Ok. I got it working. More or less.
There's a couple of weird things I don't understand, and a couple of image issues. All in all, it looks better than it did with composite. My biggest concern is that I may have changed the way the set is running too much and made something liable to break, or to run the tube too hard. I think it ok because in theory it would be a similar brightness for a similar G2 level, but I don't know. I don't have a HV probe for my multimeter, but I'm going to get one to make sure it's still around the same thing.
I have to apologize, I don't have a great camera.
Here's the issues. There is a vertical tearing towards the top. Not sure about how to remedy or what the cause is.
Also, there is banding. I think maybe resistor or capacitor values can help with these things?
I'm really curious as to why the colors are all mixed up now. The way it's wired from the Playstation, Red goes to the Blue text input, Green goes to the Red text input, and Blue goes to the Green text input.
But it basically "works." Not sure how I feel about it, but it looks a hell of a lot better than composite did. There is no color fringing or bleeding like there used to be. Now even the red is pretty solid.

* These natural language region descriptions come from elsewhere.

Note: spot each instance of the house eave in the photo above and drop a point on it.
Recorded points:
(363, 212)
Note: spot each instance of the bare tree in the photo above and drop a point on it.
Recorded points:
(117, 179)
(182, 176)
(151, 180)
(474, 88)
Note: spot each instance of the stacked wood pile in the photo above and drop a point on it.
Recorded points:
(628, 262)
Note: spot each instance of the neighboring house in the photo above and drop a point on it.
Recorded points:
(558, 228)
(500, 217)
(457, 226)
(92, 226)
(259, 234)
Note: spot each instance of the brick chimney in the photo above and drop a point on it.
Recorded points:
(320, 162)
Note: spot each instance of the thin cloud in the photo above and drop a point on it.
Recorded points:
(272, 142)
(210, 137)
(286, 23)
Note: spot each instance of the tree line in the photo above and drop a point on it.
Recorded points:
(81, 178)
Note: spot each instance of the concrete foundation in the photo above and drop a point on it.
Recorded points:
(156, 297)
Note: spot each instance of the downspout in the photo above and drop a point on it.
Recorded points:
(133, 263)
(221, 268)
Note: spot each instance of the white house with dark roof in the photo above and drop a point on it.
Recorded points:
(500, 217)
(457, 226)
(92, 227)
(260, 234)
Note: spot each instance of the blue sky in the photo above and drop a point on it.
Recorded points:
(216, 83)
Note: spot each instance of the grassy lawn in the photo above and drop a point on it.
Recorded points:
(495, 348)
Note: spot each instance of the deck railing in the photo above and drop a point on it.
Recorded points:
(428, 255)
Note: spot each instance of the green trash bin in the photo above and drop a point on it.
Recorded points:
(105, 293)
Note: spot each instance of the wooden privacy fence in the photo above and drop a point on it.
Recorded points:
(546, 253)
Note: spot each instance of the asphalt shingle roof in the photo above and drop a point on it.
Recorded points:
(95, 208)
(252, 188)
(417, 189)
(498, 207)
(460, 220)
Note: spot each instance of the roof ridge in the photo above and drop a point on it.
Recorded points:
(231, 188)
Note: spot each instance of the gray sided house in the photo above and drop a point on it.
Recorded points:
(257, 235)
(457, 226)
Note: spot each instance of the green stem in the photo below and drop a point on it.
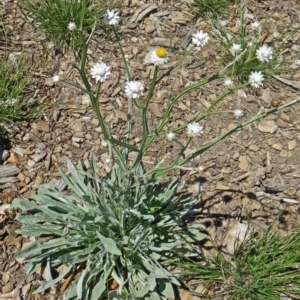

Edit: I figured out why the colors were all mixed up. I was looking at the Datasheet for the AN5352
N, and the unit I have used a AN5352 with no
N. Apparently the only difference is the ordering of the Text color inputs in order to make one color the "main" color for text output. CORRECTION: The datasheets are the same. Toshiba just decided to mix up the colors because they only needed 2 of them and I guess it must have been more convenient to route it that way on the PCB. Seems like they didn't expect anyone to hack it in 30 years.
I also discovered that the vertical banding was already there, but it's very light and impossible to notice when you are using the composite inputs at a normal brightness level. It only shows up when you *crank* the brightness. I'm not sure what the issue could be. It's not an electrolytic because they are all new. I think one of the big film caps may have drifted in value perhaps?
Also, the flyback transformer seems a little weak because you have to turn the focus almost all the way to get it to focus, and the little amount above that point brightens the screen. Seems like classic failure to me, so that might be it. I'm going to check the HV pretty soon once I pick up the meter. I got a pretty cheap one on fleabay.
If anyone has any ideas about the vertical banding (or the horizontal tearing) and how to remedy that, I would be all ears.